Cod Almighty | Match Report
by Tony Butcher
25 October 2020
Grimsby Town 1 Carlisle United 1
Autumn winds blowin' outside the window as I look around the room, don't be too depressed by the gloom for the weekend warriors will make our hearts go boom. Or has Fat Larry been banned from iFollow for illegal sharing?
Beech's boys turned up in a honkingly gaudy strip with a Farman and a Furman, a Riley and a Reilly. All that rhymin' could confuse a stupid person. Remember, any fool can make a rhyme, cowboys do it all the time.
There's not a soul out there, no one to hear our prayers. It's windy down desolation row.
First half – Gimme shelter
Town kicked off towards the Osmond with a Garryowen towards the raggle-taggle rat pack of flimsy forwards congregating by the Main Stand. A hump back and a wail as Pollock retro-headed backwards and, ooh, a storm is threatening. Gimme Toure slipped through and slipped over. Oh yeah, he faded away.
Booming and zooming in the glooming. We'll take the low road, they'll take the high road and neither team will get to Spotland playing like this. Oh to dream of Rochdale, will we ever get to touch the stars again?
Ah, the hint of a glint of a better future for all our children. Williams tickleballed, Windsor wriggled and Cumbrians giggled as the pest with zest was gently man-hauled as he poked. The ball rolled around near the line with no stripes near, and off they walked, sucking on a mint.
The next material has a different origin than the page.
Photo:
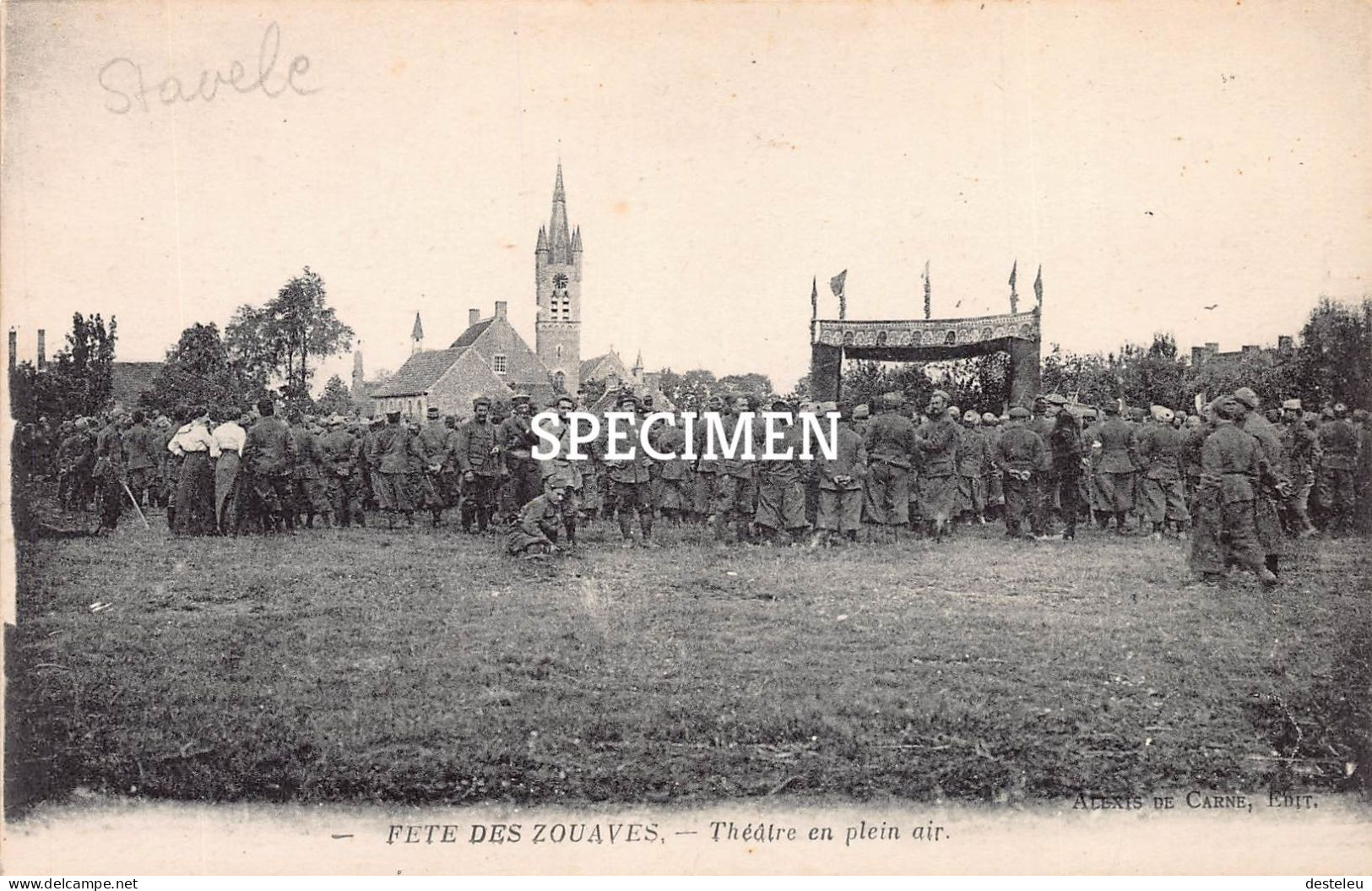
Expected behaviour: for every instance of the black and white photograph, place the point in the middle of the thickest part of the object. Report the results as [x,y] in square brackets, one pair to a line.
[682,438]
Wheeling, soaring, gliding high, this Cumbrian band big-balling bigly to their big boys. McKeown mis-slapped and stripers slurried in a hurry. A cross dipped deeply and Gimme Gimme Gimme Toure arose beyond the far post to head further beyond the far post. Won't someone help Hendrie chase the shadows away?
Ooh, that's nice. Windsor roaming, fluorescent fools frowning for a corner. Williams lowly coiled from the left, Windsor stooped and flicked on and Pollock hooked a walloping screamer beyond Farman. Ooga-chaka, ooga-ooga, we're hooked on a feeling for the Mighty Pollock.
An up and under and Clifton challenged the leaping ex-Lincolnite on the edge of the penalty area. No foul given and our Last Harry Standing, was prostrate after being poleaxed.
And the slow sinking began as stripes scuttled their buttles. Long lanky chucks and big grazes a-go-go. Toure turned and burned straight at McKeown, Williams strayed passes rather than sprayed passed, free kicks were coiled and finally Mellish bedraggled pifflingly.
And in between the emptiness there was a void. For what it's worth there was a dearth of mirth on this earth. Nothing was happening here, and what it wasn't was absolutely clear.
There's battle lines being drawn and nobody's right if everybody's wrong.
Second half - Give Jimmy some lovin'
Neither team made any changes at half time. For James McKeown it'd been a hard day and he'd had no work to do.
Hums are rarely drummer. They kicked straight out from the off. Hendrie fouled a throw back to Waterfall, who tapped on to the awaiting Jamie Mack. What to do, what to do, what to do with all this time? Write a novel? Build a gazebo? Heck, why not do something that will bring joy to the world and really create something that will make a mark in history. Paul Crichton's got nothing on this cat!
McKeown’s shorts fell down as, like a drunk stumbling through a cellar full of balloons searching for the light switch, he shanked a swipe to Pollock. The ball dribbled, damningly, in a bumbling strumble slowly, slowly past the near post, along the line and into the net.
Everyone in the ground silently turned red, everyone watching loudly turned purple.
Poor Jamie Mack. Misfortunes one can endure - they come from outside, they are accidents. But to suffer for one's own faults - ah! - there is the sting of life.
And there it is. Nope, nothing else happened.
Hanson on, Tilley off. A lightweight feather duster was replaced by a misfiring traction engine.
Hobbling Harry off, Starbuck on. Perpetual motion was replaced by Kyle Bennett without the bandana.
Green on, Williams off. A small paper bag was replaced by a large dustbin liner.
Moments of occasional almostness here and there from either yet neither side. Huge hurls, big curls, big bucks and what a load of old muck spreading.
Carlisle never had a shot on target. Town? Windsor barundled along the bye-line and was duveted before shooting. Hansen fell and missed a keeper's flop after a scrumble of a mess of a punt.
To add to our misery five minutes were added. And then some more just for bad luck.
Both sides got more than they deserved from a seaside shocker. When are Holloway's Town going to bloom? People say: wait 'til they mature! Cowboys rhyme that with horse manure.